In the previous posts, Part 1, Part 2, and Part 3, we have learned how to solve digit problems involving 2-digit numbers. In this post, we are going to discuss digit problems involving 3-digit numbers. Let’s have the following problem.

Problem

The hundreds digit of a 3-digit number is twice its units digit and its tens digit is 1 more than its units digit. If 297 is subtracted from the number, then its digits are reversed. What is the number?

Solution and Explanation

Before we solve the problem, let’s recall that in the first two parts of this series that a number with tens digit $t$ and units digit $u$ can be represented by $10t + u$ and when we reverse its digits can be represented by $10u + t$. For example, the number $52$ with $t = 5$ and $u = 2$ can be represented as $10(5) + 2$ and when we reverse the digits, it becomes $25 = 10(2) + 5$.
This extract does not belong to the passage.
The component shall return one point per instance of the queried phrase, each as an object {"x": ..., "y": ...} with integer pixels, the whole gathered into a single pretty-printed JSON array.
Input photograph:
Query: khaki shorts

In the same way, if we let $h$ be the hundreds digit of a number, $t$ be the tens digit, and $u$ be the units digit, then we can represent the number as $100h + 10t + u$

and with its digits reversed as $100u + 10t +h$.

In the first sentence of the problem above, it says that the hundreds digit is twice the units digit. Therefore, $h = 2t$ (*).

In the second sentence, it says that if 297 is subtracted from the number, then the digits is reversed. Putting this in equation, we have

number – 297 = number with digits reversed.

That is, $100h + 10t + u - 297 = 100u + 10t +h$.

Simplifying, we have $(100h - h) + (10t - 10t) + (u - 100u) = 297$ $99h - 99u = 297$.

Dividing both sides by 99, we have $h - u = 3$.

But from (*), h = 2u. So, substituting, we have $2u - u = u = 3$.

So, the units digit is equal to $3$.

Now, the tens digit is 1 more than the units digit, so it’s $4$.

The hundreds digit is twice the units digit, so it’s $6$.

Therefore, the number is $643$.

Check: Let’s try to subtract $297$ and see if the digits are reversed. $643 - 297 = 346$.